13 November 2007

90th Anniversary of the Soviet Revolution


Reportage being what it is, it's best to follow the old-school reporter's adage: "Even if your mother says she loves you, fact-check it." This has been clear the last week with the 90th anniversary of the October Revolution that began the USSR [being on an older calendar, our November was their October]. Predictably, the Western press has nothing good to say about the Soviet Union and has reduced that long history to an aspect of Joseph Stalin's years as leader.

I did read one clever joke which goes like this:

The Soviet Union is founded and Lenin dies and goes to Hell. Soon after, the Devil becomes so agitated with Lenin trying to organize the doomed residents of Hell he calls God and asks for a trade, Lenin for God's worst angel. God makes the trade. Later on, the Devil calls God to see how things are going, but his call is answered by a bureaucrat Angel who tells the Devil "God doesn't exist."

Funny, but what the USSR did was serious. It took an exploited country in peonage and reorganized its resources to become a First-World Industrial country and "power". It did this despite a bank-imposed Western economic Depression of the 1930's and invasions by the capitalist West. Keep that in mind: while the US and UK witnessed bread lines and a shrinking of available money, this backward, mystical Czarist-ruled country was building factories, universities, and seeing the first rural to urban migration of an educated cadre of people.

Enter Stalin in the Western nightmare. Since we cannot focus on the achievements of the USSR during these years, AND LEARN FROM THEM, Uncle Joe is trotted out as a tyrant and murderer of millions of people, period.

Can you hear the liberals and conservatives howl if "I" were to reduce the US Revolution to the slaughter of millions of Native Americans? The Native Americans got in the way of Western imperial expansion. As Primo Levi would say, those who could not be complicit, perished. So too in Stalin's years: how many of us know people stuck in their old ways and who refuse - as Che put it - to be "housebroken"? Stalin exterminated them for holding on to their peonage and peonage values, and this is just as cruel. But just as our liberals and conservatives would say US history is more complicated than just bleeding the lives of Natives, the USSR's is too.

When I worked at San Francisco's YMCA - one of the best jobs I have ever had - I met many Russian retirees who were patrons. They were very proud of what the USSR did and the technical education it afforded them. They would always introduce themselves as Russians who had post-doctoral degrees in [fill in the blank].

Similarly, at the end of the Ibero-American Summit in Chile, Spain's king told President Hugo Chavez to shut up.
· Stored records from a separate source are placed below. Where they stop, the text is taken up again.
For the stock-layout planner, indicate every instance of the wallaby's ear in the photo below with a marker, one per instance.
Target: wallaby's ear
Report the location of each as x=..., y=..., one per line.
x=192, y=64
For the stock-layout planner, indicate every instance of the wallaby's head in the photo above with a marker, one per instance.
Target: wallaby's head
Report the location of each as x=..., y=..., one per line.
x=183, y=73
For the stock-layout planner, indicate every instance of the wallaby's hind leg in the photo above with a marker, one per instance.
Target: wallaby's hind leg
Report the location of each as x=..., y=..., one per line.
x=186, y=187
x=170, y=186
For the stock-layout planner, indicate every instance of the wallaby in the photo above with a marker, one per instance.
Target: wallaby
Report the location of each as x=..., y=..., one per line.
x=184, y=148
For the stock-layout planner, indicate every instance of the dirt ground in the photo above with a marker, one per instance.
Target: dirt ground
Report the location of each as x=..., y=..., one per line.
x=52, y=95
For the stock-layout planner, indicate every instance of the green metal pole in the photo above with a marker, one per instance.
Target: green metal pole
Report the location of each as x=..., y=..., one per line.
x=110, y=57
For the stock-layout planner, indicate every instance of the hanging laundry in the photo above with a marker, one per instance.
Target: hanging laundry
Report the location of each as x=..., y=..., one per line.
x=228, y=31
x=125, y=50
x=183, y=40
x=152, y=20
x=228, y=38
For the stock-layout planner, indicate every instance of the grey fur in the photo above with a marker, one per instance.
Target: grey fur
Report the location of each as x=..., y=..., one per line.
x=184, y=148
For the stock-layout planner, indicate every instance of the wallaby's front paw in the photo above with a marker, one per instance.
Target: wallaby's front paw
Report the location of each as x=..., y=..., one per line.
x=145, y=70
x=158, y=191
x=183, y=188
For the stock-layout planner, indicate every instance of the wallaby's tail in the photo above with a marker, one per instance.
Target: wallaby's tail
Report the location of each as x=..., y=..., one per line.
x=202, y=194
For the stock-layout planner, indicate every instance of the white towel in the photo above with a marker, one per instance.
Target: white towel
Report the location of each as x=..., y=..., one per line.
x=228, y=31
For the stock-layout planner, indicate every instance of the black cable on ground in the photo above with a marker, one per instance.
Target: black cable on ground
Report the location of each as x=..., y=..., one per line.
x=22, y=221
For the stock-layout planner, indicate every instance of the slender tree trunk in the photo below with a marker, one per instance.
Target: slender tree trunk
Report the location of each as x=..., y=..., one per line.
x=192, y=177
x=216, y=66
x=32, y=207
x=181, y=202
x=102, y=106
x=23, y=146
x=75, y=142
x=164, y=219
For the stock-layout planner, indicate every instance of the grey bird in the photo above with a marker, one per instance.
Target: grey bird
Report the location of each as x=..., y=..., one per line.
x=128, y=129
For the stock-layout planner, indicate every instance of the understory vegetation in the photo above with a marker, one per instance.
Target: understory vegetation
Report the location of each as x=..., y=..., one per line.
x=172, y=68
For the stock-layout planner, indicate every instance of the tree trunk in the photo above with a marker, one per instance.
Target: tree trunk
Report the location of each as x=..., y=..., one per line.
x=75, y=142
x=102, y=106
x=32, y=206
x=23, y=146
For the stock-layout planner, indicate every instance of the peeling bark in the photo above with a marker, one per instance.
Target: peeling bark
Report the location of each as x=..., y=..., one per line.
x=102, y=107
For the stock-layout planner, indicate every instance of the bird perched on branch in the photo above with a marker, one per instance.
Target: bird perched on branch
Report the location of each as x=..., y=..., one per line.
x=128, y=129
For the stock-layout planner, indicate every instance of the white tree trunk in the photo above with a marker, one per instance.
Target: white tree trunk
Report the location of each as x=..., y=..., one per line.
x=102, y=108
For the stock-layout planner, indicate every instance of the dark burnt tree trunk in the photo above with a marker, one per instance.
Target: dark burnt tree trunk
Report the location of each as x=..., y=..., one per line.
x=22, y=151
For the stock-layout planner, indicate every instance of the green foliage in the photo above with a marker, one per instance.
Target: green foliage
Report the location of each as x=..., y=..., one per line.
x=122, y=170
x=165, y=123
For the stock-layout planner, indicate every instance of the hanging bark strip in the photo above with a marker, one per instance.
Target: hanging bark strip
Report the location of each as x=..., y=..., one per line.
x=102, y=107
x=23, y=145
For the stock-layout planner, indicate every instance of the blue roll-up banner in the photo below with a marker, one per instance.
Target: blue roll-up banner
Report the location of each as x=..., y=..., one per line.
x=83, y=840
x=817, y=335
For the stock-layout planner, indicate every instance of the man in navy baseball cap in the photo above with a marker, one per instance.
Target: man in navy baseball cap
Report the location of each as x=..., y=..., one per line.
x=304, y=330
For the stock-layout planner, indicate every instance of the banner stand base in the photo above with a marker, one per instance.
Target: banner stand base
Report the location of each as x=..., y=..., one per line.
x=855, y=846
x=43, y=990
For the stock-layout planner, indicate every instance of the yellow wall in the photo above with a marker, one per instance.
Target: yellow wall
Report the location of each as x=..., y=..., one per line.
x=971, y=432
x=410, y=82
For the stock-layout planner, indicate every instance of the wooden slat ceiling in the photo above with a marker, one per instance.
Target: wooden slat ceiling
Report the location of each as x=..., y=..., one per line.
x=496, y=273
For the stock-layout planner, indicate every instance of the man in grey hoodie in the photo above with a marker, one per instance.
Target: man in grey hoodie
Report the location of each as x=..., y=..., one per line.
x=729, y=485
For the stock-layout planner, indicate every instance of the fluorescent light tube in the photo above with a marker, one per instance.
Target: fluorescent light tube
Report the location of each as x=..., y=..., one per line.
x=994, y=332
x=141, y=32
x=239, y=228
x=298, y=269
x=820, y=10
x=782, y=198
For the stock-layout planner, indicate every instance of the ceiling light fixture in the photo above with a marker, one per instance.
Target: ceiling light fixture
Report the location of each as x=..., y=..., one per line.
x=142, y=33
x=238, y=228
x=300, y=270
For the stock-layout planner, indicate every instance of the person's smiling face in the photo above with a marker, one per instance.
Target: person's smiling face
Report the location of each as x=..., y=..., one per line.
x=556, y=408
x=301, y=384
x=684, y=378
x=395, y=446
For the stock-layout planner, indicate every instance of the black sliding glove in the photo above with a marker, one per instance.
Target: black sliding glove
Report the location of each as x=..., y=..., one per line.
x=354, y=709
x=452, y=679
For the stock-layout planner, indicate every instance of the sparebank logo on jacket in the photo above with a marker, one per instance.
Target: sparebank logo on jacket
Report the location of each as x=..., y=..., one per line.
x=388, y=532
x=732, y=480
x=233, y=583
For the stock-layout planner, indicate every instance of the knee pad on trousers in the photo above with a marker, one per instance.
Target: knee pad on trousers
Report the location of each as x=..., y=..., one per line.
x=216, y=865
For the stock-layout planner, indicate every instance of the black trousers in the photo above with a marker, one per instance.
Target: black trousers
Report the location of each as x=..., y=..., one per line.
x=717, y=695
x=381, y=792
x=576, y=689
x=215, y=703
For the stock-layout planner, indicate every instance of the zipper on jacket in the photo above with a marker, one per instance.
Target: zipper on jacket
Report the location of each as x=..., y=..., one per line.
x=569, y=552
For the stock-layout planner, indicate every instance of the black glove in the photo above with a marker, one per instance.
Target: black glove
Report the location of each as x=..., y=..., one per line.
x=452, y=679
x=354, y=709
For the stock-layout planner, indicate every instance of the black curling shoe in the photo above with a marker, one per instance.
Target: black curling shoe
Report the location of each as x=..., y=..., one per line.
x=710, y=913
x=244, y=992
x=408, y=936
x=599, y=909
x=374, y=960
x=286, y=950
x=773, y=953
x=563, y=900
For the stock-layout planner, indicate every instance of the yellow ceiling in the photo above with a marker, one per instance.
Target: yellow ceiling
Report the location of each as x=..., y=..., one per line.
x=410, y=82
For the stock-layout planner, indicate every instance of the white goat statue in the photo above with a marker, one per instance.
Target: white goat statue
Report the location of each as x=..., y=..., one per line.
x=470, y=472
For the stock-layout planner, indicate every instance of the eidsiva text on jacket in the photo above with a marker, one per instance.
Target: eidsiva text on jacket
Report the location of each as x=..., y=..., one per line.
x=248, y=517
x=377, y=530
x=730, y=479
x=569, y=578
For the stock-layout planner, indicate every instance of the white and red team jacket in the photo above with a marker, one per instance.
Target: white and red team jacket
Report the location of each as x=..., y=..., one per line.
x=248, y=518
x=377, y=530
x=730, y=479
Predictably, this was badly reported. Of course, the end of the story is King Juan Carlos hailed a hero in Europe for "putting Chavez in his place." No irony here, which should remind us that Spain is still part of Europe.

The reports I read from the BBC and the Miami Herald reported that Chavez called former Spanish PM a "a fascist," and current PM Zapatero interrupted to ask for more civility. Chavez persisted, and the king stepped in using the verb tense you would use with a child "Why don't you shut up?" No mention that Aznar was behind backing the coup against Chavez's elected government. The BBC and Miami Herald are silent on this. Chavez, like Stalin, cannot be credited with sanity or achievement, only insanity.